In regards to compassion and empathy, it’s important that we exercise awareness in our determination of what is the most compassionate action we can take with someone we feel empathy toward. We can empathize with someone, and yet determine that the most compassionate action to take with them is to set firm boundaries. Take the example of a parent who is out shopping with their child. The child starts screaming their demands when the parent tells them that the child cannot have the toy that they’ve picked up from a shelf. This parent may empathize with the child’s pain, and even feel quite upset that their child is in such visible distress over not getting something that they want. And yet the most compassionate action this parent can take might be to set firm boundaries and maintain their position around not giving in.
So, how do we keep our empathy from driving all of our reactions? This is a tough question, and one that is profoundly difficult to answer. It is important to remember that empathy can lead us to make biased decisions. It can, at times, cloud our understanding of the whole picture. Empathy can act as a tool for gaining feedback- about our own responses, biases,tendencies and reactions. In terms of taking action,we should consider our core values, and we should exercise good critical thinking. Empathy should not be used as the only tool towards making decisions, and when we feel it, we should exercise rigor in examining, exploring and assessing it.

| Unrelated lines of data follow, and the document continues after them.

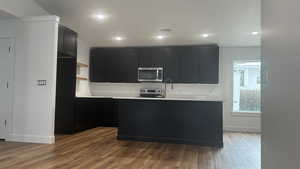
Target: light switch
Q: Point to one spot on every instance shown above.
(42, 82)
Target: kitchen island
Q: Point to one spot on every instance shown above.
(182, 120)
(173, 119)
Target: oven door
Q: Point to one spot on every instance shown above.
(150, 74)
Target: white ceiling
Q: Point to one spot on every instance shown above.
(5, 15)
(229, 22)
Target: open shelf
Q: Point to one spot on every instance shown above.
(82, 64)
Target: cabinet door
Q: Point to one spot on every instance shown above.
(70, 42)
(171, 68)
(209, 65)
(99, 65)
(117, 65)
(152, 56)
(127, 64)
(188, 69)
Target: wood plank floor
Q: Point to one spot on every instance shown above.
(99, 149)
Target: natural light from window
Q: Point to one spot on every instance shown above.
(247, 86)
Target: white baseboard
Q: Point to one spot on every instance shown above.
(242, 129)
(31, 139)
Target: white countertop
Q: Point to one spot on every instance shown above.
(182, 98)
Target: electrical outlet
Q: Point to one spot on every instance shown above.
(42, 82)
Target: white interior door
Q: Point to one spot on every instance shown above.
(5, 80)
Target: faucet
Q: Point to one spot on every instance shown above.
(170, 81)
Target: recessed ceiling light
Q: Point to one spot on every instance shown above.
(160, 37)
(118, 38)
(100, 16)
(205, 35)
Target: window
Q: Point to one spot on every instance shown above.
(246, 86)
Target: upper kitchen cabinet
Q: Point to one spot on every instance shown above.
(197, 64)
(116, 65)
(182, 64)
(67, 42)
(152, 56)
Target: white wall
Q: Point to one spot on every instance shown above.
(281, 85)
(22, 8)
(35, 51)
(223, 90)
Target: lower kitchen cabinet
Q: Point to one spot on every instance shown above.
(186, 122)
(94, 112)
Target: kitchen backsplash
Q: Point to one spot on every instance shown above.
(132, 89)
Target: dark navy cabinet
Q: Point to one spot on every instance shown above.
(187, 122)
(95, 112)
(67, 42)
(182, 64)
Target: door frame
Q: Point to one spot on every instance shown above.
(12, 86)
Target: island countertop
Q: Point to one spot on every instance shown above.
(176, 98)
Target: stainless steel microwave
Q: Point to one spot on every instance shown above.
(153, 74)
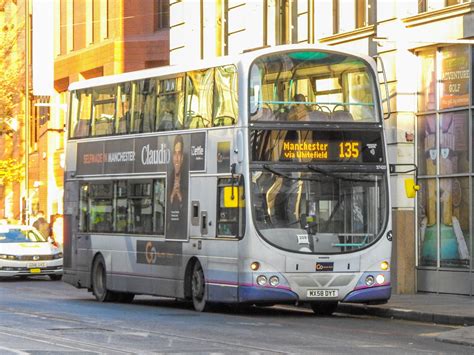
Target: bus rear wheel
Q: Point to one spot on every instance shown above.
(99, 283)
(324, 308)
(198, 288)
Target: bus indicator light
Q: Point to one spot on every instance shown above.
(255, 265)
(261, 280)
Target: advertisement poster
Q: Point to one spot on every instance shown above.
(177, 188)
(454, 77)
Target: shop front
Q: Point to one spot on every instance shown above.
(444, 154)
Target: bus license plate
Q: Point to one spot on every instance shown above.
(35, 265)
(323, 293)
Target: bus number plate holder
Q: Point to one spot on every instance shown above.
(322, 293)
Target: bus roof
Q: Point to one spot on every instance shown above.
(246, 57)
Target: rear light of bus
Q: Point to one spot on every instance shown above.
(261, 280)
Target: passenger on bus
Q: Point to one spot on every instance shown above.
(298, 112)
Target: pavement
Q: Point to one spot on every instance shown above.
(426, 307)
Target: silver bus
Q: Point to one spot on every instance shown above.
(256, 179)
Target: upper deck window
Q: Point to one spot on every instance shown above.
(311, 86)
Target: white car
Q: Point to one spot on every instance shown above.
(25, 252)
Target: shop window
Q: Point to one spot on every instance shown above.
(454, 77)
(454, 238)
(426, 148)
(427, 84)
(453, 143)
(427, 223)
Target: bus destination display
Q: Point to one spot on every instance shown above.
(307, 146)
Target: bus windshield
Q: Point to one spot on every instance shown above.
(318, 211)
(311, 86)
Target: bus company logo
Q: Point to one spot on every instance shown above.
(156, 156)
(322, 267)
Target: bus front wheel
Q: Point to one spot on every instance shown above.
(99, 284)
(324, 308)
(198, 288)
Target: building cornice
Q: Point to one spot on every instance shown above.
(439, 15)
(350, 36)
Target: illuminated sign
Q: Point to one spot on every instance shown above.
(320, 150)
(307, 146)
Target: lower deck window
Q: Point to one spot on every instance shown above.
(123, 207)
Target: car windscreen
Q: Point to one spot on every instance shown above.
(18, 235)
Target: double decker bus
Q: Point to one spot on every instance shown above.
(257, 179)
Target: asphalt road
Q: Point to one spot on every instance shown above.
(50, 317)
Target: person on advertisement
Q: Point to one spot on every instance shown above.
(177, 191)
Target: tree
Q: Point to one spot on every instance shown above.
(12, 72)
(10, 170)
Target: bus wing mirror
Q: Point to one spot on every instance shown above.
(233, 197)
(411, 188)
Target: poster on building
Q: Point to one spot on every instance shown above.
(454, 77)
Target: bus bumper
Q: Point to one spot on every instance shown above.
(255, 294)
(372, 294)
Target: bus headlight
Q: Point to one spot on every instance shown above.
(380, 279)
(369, 280)
(274, 281)
(261, 280)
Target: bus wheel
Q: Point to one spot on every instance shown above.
(99, 286)
(198, 288)
(324, 308)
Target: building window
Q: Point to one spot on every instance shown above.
(432, 5)
(162, 14)
(444, 142)
(350, 15)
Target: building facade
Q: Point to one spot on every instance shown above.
(91, 38)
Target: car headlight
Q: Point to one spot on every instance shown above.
(8, 257)
(58, 256)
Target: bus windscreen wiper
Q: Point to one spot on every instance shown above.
(276, 172)
(335, 176)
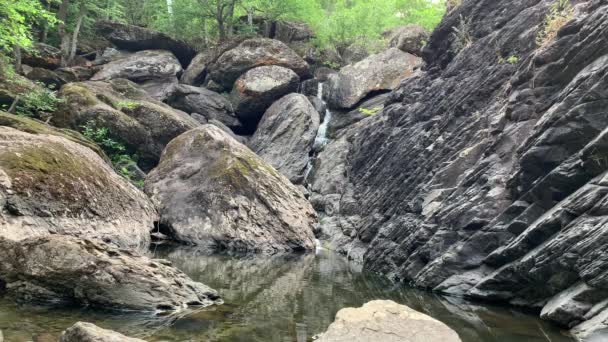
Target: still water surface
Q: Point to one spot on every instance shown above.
(277, 299)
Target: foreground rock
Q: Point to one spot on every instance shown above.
(131, 116)
(135, 38)
(254, 53)
(213, 191)
(51, 184)
(379, 72)
(63, 270)
(87, 332)
(387, 321)
(258, 88)
(286, 134)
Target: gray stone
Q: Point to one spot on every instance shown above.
(213, 191)
(387, 321)
(63, 270)
(88, 332)
(286, 134)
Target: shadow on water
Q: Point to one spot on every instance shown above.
(278, 298)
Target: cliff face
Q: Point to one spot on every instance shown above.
(485, 175)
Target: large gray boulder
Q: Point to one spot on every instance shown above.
(379, 72)
(135, 38)
(254, 53)
(286, 134)
(213, 191)
(387, 321)
(143, 124)
(258, 88)
(88, 332)
(52, 183)
(205, 102)
(63, 270)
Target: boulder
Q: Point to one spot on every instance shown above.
(143, 124)
(197, 70)
(207, 103)
(52, 184)
(379, 72)
(258, 88)
(387, 321)
(286, 134)
(135, 38)
(215, 192)
(88, 332)
(409, 38)
(254, 53)
(63, 270)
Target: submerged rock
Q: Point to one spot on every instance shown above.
(379, 72)
(63, 270)
(286, 134)
(213, 191)
(254, 53)
(51, 184)
(258, 88)
(88, 332)
(387, 321)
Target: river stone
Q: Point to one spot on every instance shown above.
(64, 270)
(211, 105)
(131, 116)
(53, 185)
(135, 38)
(379, 72)
(258, 88)
(254, 53)
(286, 134)
(213, 191)
(88, 332)
(387, 321)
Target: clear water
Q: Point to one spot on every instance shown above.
(277, 299)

In no way, does this mean that empathy is “bad.” Empathy can be an extremely powerful tool for cultivating compassion, charity and developing a deeper understanding of the suffering of other people. However, it is important that we consider how these tools can b eused in both helpful and unhelpful manners. Empathy is quite complex.
When we are trying to figure out how to interact with others, we should consult a variety of sources- empathy, critical thinking, core values to name a few. Empathy is a powerful human capacity, and anything of such tremendous power should be treated with care, reflection and observation.